Children are prone to middle ear infections. The Eustachian tube runs more horizontally in children than in adults and reaches its adult angle at the age of 7 years. Adenoid problems are also frequent during childhood. The adenoid can both cause obstruction at the level of the opening of the Eustachian tube, and also act as a reservoir for some microbes that play a role in middle ear infections. In addition to all these factors, the fact that the child's immunity is at the stage of maturation, and allergic rhinitis can also contribute to ear infection formation. Otitis media is most common in the first 3 years of life. In a child with acute otitis media, the effusion behind the eardrum persists in 40% of cases for 1 month, and in 10% of the cases for 3 months or longer.

How does effusion occur in adults ?

Effusion in the ear of adults usually occurs following a viral upper respiratory tract such as common cold. If only one ear is affected with and a painless growing mass in the neck on the same side, these findings might be suggestive of nasopharyngeal carcinoma.

How is the diagnosis made ?

In the examination, tympanic membrane color might change into amber or gray, air bubbles or an air-fluid level can be seen. Middle ear pressure test and hearing test confirm the diagnosis in a patient with suspected OME.

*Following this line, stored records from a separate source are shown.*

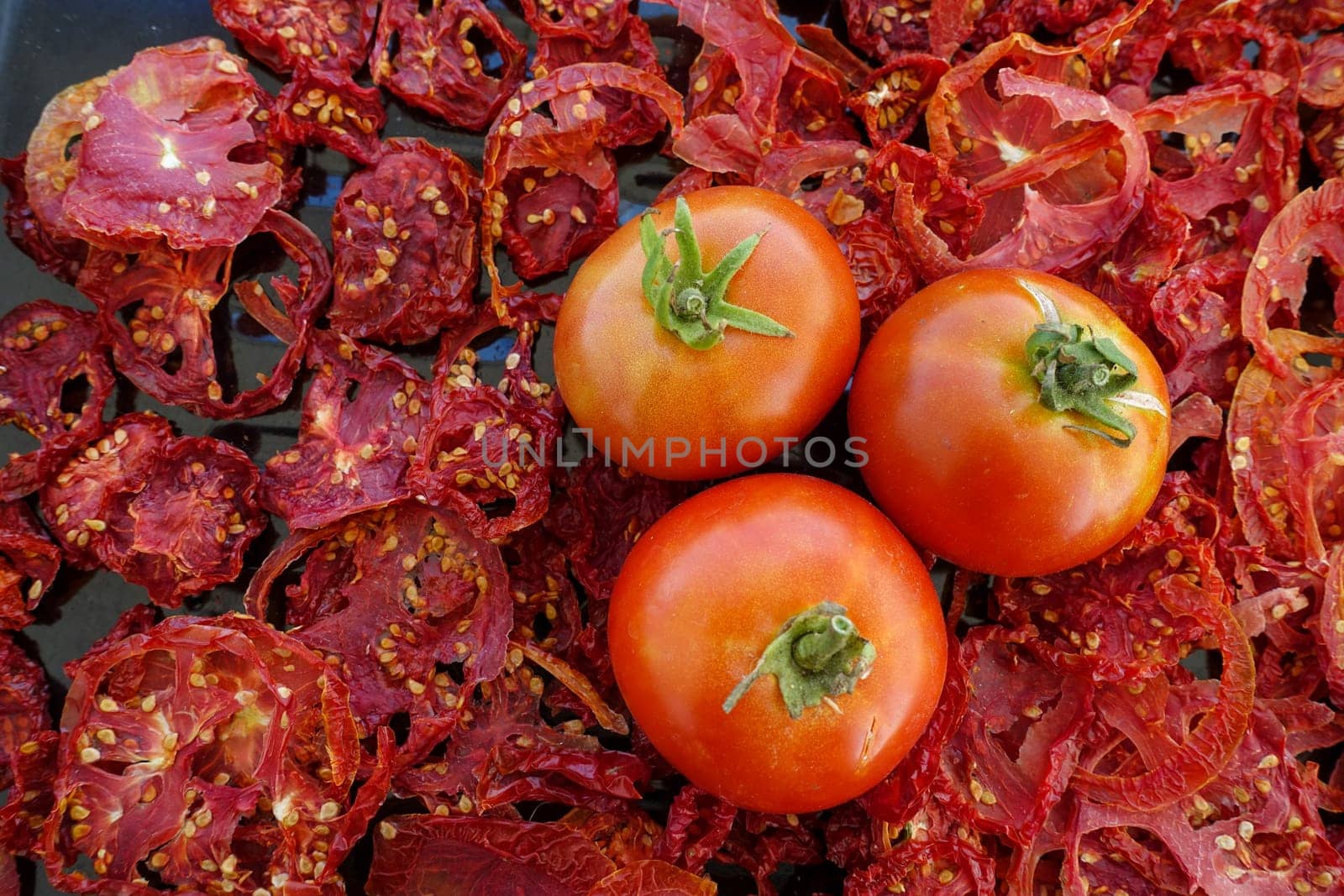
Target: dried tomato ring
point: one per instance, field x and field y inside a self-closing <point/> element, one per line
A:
<point x="440" y="60"/>
<point x="50" y="355"/>
<point x="172" y="116"/>
<point x="362" y="422"/>
<point x="156" y="309"/>
<point x="55" y="255"/>
<point x="213" y="752"/>
<point x="29" y="563"/>
<point x="893" y="98"/>
<point x="484" y="446"/>
<point x="174" y="515"/>
<point x="326" y="107"/>
<point x="24" y="705"/>
<point x="333" y="34"/>
<point x="405" y="237"/>
<point x="54" y="156"/>
<point x="393" y="600"/>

What is the treatment of OME ?

The treatment of OME in primarily medical therapy. Since the effusion in question has been shown to be inflammatory, the agreed treatment is antibiotic therapy. The patient is given a 10-14 days course of antibiotic therapy. In addition, decongestants, antihistamines for allergic patients, and cortisone sprays can be used in medical treatment. Then, the patient is followed up. If there are no additional conditions such as abnormal changes in the eardrum, or severe hearing loss, the patient can be followed up with intermittent controls for up to 3 months. If the effusion is not resolved at the end of this period, surgery is performed.

What surgery is done for OME ?

In surgical treatment, a ventilation tube is placed through the eardrum. In pediatric patients, an adenoidectomy is also performed.

Is the surgery performed under general anesthesia ?

General anesthesia is used in pediatric patients. In adult patients, the procedure can be performed with local anesthesia.

Is the tube visible from the outside ?

No, the tube is not visible from the outside.

How long does the tube last ?

This is related to the type of tube inserted. In a patient who undergoes ventilation tube insertion for the first time, short-term tubes are usually preferred. They last on average for 6-9 months. Generally, at the end of this period, the tube can be found on external ear canal on otoscopic examination. If the tube is in place for more than 1 year, it can be removed in operating theatre. In recurrent OMEs, long-term tubes called T-tubes can be used.

What should be considered after the tube insertion ?

Once the tube is inserted, the ear should be protected from water. One of the best ways to do this is vaseline cotton balls. If there is a discharge from the ear, a physician should be consulted immediately. The infection can usually be controlled with antibiotics and some anti-inflammatory drugs.